Ari groans again—a low, guttural sound, from his belly. I can smell Ari’s sweat, his fear, the rank odor of his unwashed body. I can almost taste it on my tongue. 

Ari gasps. And gasps again. 

“Breathe slower, guy,” Tiffany says. “Breathe in, one, two, three… Now out, one, two, three, four….” 

As we exit the freeway onto surface, tension leaves my body. We are close to Kauffman House now. We are going to make it, Tiffany counting a cadence as Ari inhales and exhales.

Peace, be still. Peace, be still.  

As we roll along 12 Mile, it is as if I am speaking these words over all of us in the white minivan. I am speaking these words over myself, too—a benediction, a sending for this journey that I am on. 

Peace, be still.  

I will Ari, Jill and Lia’s minds into peace, wholeness.

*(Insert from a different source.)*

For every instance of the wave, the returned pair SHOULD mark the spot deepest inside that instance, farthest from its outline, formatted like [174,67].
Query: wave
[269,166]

I will my own mind into wholeness. 

Maybe, someday, we can all leave Kauffman House. Maybe, someday, we can all walk under blue skies without being watched. 

Next year in Jerusalem, as they say.  

But this place, at this time, is our only refuge.

We turn the final corner.     

“We’re home,” Tiffany says.

____

That evening, as Tiffany makes us dinner, Lia asks, “Is Ari going to be O.K.?”

For once, Lia is not complaining about her diet—we are all on our best behavior.  

“Of course, Lia,” Tiffany replies. “The doctor is going to see him first thing tomorrow. Right now, he’s sleeping.” 

She dishes up spaghetti with a side of meatballs for Jill and me. 

“Maybe he would like something to eat,” I suggest. “Maybe I could take him something.”  

“Maybe later,” Tiffany says, placing a plate in front of me. “That’s thoughtful of you, Meg.” 

“We’re worried,” Jill says, her face forlorn. That has to be the biggest word I have ever heard her say.

There’s a pause. 

“How could they have gotten his meds so messed up, Tiffany?” I finally ask. I haven’t touched my food yet. 

Tiffany speaks matter-of-factly, but also kindly: “Doctors make mistakes. We all make mistakes.” 

Tears—slow, real tears—trickle down Lia’s face. There are tears in Jill’s eyes, too. It is as if they are grieving. 

Doctors make mistakes

But I, I do not cry.

Ari is safe—safe here with us now, safe here at Kauffman House. And, a little later, I will bring him something to eat.